# Picture framing and craft shops



## SilverClover (May 30, 2011)

Can anyone tell me where I might find: 

- A shop that can frame art, either in one of the malls (MoE, Ibn Battuta, Dubai Mall, maybe?), or somewhere near JLT?
- A craft shop, or somewhere where I can buy fake jewels?

Thanks!


----------



## terdubai (Feb 15, 2012)

Beach center on beach road has a craft shop, and there lots of stuff like that at dragon mart too.


----------



## terdubai (Feb 15, 2012)

Also there are lots of fake jewels in Satwa - was there this morning and thought of your post. across from the mosque (west side) there is dream days and a few other shops.

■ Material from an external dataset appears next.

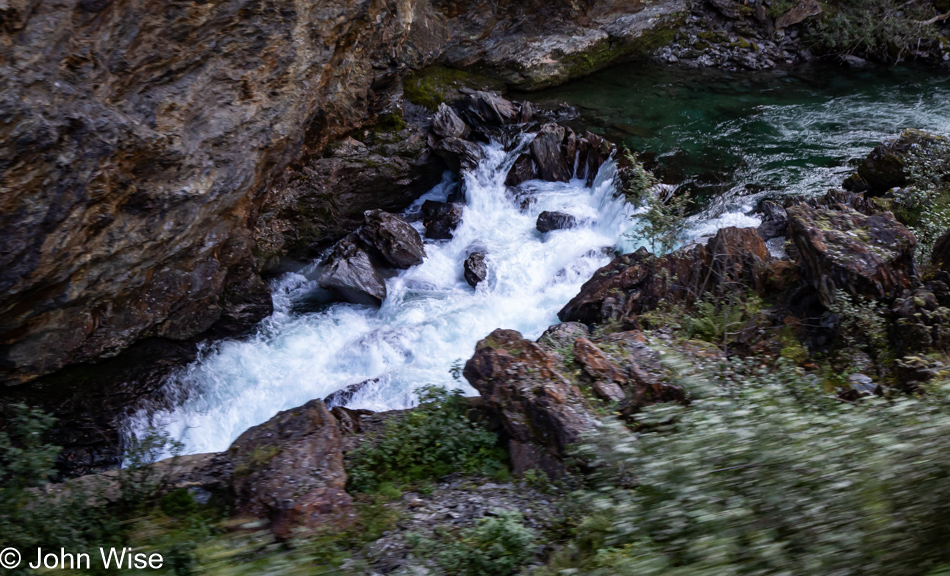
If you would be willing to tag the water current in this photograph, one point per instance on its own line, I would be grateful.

the antique museum in al quoz does framing.


----------



## rj.uk (Aug 30, 2008)

Satwa - very very reasonable framing cost even with non reflective glass!


----------



## amex_id (Jun 16, 2013)

> A shop that can frame art, either in one of the malls (MoE, Ibn Battuta, Dubai Mall, maybe?), or somewhere near JLT?


you guys can try calling dubaiframes. c o m... these guys are also reasonable low on prices with pick up and deliver also included. the have a location in karama and sh zayed road

cheers


----------



## IzzyBella (Mar 11, 2013)

SilverClover said:


> Can anyone tell me where I might find:
> 
> - A shop that can frame art, either in one of the malls (MoE, Ibn Battuta, Dubai Mall, maybe?), or somewhere near JLT?


There's a picture framing kiosk in Marina Walk. Right outside Spinneys, next to the Etisalat kiosk.


----------